A construção entrou em sua fase final na semana passada, quando as três câmaras que vão abrigar as sementes começaram a ser resfriadas. Pelos próximos dois meses, a temperatura interna será reduzida dos habituais -5C para -18C. O arquipélago acabou de entrar na chamada "noite polar", quando a escuridão é permanente, 24 horas por dia.
Segundo Fowler, inicialmente o banco centrará os esforços em sementes que são importantes para a produção alimentícia e para a agricultura sustentável, mas como tem capacidade para abrigar até 4,5 milhões de amostras, ele eventualmente poderá armazenar qualquer variedade existente.
Nesta temperatura, sementes de trigo e arroz podem sobreviver mais de mil anos. Mas a idéia não é mantê-las lá para sempre. "Não dependeremos dessa longa sobrevivência porque não vamos colocar essas sementes na arca, trancar e sair andando. Svalbard será permanentemente reposta com amostras mais frescas, até porque freqüentemente elas terão de ser retiradas para repôr os bancos de origem. Eventualmente, no entanto, teremos amostras ali que não existirão em mais nenhum lugar", diz.
A arca foi idealizada pelo governo da Noruega, mas conta com o apoio de bancos públicos e privados de todo mundo, além da FAO (Organização das Nações Unidas para a Agricultura e Alimentação).

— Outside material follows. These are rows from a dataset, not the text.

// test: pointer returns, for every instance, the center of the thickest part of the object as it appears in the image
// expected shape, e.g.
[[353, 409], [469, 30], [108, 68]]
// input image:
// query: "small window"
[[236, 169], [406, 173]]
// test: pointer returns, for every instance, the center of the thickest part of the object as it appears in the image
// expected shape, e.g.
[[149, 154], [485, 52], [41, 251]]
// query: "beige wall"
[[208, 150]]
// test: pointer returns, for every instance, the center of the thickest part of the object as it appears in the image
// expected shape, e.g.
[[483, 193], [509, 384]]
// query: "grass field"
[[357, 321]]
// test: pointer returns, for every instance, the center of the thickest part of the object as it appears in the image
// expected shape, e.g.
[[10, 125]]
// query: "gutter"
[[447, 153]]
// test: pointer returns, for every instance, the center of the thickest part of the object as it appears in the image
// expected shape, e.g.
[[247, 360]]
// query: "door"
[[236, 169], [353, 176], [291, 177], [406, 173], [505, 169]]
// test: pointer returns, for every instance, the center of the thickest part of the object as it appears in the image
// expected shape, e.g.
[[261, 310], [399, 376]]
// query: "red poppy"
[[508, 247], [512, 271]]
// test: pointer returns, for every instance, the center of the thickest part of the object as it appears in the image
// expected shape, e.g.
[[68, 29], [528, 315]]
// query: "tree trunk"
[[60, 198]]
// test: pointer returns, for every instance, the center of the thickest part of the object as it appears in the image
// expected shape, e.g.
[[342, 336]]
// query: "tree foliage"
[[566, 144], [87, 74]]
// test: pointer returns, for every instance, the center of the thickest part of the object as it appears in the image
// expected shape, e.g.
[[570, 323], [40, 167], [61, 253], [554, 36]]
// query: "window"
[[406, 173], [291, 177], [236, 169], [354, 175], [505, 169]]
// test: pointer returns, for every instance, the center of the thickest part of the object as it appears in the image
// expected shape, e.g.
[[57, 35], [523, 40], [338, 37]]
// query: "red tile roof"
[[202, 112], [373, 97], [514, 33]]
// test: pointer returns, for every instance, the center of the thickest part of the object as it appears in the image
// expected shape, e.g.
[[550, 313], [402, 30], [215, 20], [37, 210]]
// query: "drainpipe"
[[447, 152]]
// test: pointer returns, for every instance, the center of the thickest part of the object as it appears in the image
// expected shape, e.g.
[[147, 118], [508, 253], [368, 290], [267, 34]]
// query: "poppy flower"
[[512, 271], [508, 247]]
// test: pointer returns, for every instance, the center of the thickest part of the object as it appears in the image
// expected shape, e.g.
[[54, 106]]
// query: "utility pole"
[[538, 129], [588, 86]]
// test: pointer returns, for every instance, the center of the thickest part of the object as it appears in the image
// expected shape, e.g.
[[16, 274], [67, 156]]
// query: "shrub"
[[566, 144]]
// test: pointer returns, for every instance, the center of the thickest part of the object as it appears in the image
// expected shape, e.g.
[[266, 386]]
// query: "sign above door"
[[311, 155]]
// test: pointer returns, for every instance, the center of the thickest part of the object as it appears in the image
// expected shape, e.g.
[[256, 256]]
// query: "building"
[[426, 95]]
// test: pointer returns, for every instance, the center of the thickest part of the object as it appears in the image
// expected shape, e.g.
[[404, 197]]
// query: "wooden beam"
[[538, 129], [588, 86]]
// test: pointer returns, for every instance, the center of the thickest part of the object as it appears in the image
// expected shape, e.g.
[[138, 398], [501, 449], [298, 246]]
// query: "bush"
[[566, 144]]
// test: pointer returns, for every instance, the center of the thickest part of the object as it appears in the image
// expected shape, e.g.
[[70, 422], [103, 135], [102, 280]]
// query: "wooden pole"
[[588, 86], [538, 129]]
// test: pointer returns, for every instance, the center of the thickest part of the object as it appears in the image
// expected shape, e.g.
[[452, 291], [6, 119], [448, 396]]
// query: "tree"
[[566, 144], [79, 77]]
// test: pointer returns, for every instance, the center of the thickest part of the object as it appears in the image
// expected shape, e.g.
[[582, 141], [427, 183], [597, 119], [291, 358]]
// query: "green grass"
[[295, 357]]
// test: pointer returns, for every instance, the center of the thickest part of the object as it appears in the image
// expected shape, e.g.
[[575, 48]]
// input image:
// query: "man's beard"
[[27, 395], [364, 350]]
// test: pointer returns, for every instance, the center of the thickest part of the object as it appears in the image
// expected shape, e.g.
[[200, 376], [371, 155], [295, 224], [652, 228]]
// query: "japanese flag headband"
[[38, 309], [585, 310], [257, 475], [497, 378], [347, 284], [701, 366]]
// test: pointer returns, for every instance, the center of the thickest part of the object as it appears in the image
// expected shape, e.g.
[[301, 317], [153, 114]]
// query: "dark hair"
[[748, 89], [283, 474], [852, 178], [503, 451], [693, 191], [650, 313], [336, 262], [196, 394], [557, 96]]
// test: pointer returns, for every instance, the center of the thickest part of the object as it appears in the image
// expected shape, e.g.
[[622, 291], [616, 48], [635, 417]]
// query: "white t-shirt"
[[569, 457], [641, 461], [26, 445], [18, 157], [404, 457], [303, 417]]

O Cenargen (Centro Nacional de Recursos Genéticos da Embrapa) também foi convidado, mas o Brasil ainda está avaliando como será essa participação.

Imune ao aquecimento
A idéia de usar o arquipélago gelado para preservar as sementes do mundo tem uma explicação social e outra climática. Por ser um lugar remoto, em um país pacífico, afastam-se as chances de um bombardeio ou algo do gênero. "Qualquer problema que poderia afetar um prédio normal hoje pode afetar os bancos de sementes existentes. Para fugir dessas condições é importante escolher um lugar remoto, longe dos problemas do mundo." Além disso o local está numa área onde não ocorrem terremotos e furacões, e, acima de tudo, é realmente frio.
"É o melhor freezer do mundo", brinca Fowler. "Isso é importante porque uma das coisas que pode dar errado em um banco de sementes é o equipamento falhar. Mas em Svalbard, mesmo se faltar energia, o permafrost (solo congelado) manterá a temperatura em no máximo -3,5C, suficiente para preservar as sementes por meses." Ele lembra que os países nórdicos já trabalham com bancos sem nenhum tipo de equipamento elétrico e mesmo assim as sementes duravam por mais de 20 anos.
Mas e se o aquecimento global derreter o permafrost? Fowler diz que o pior cenário já foi antecipado. "Nós estamos confiantes que daqui 200 anos a área da arca ainda estará congelada. Sabemos que as mudanças climáticas são reais e que vão afetar Svalbard, mas a arca está localizada no local mais frio dentro da montanha, então imaginamos que lá ainda estará mais frio do que no resto."
Só resta saber se em um cenário de completa destruição haverá mesmo como alguém chegar no pólo Norte, descongelar as sementes, voltar para terrenos cultiváveis e de fato salvar o resto da humanidade.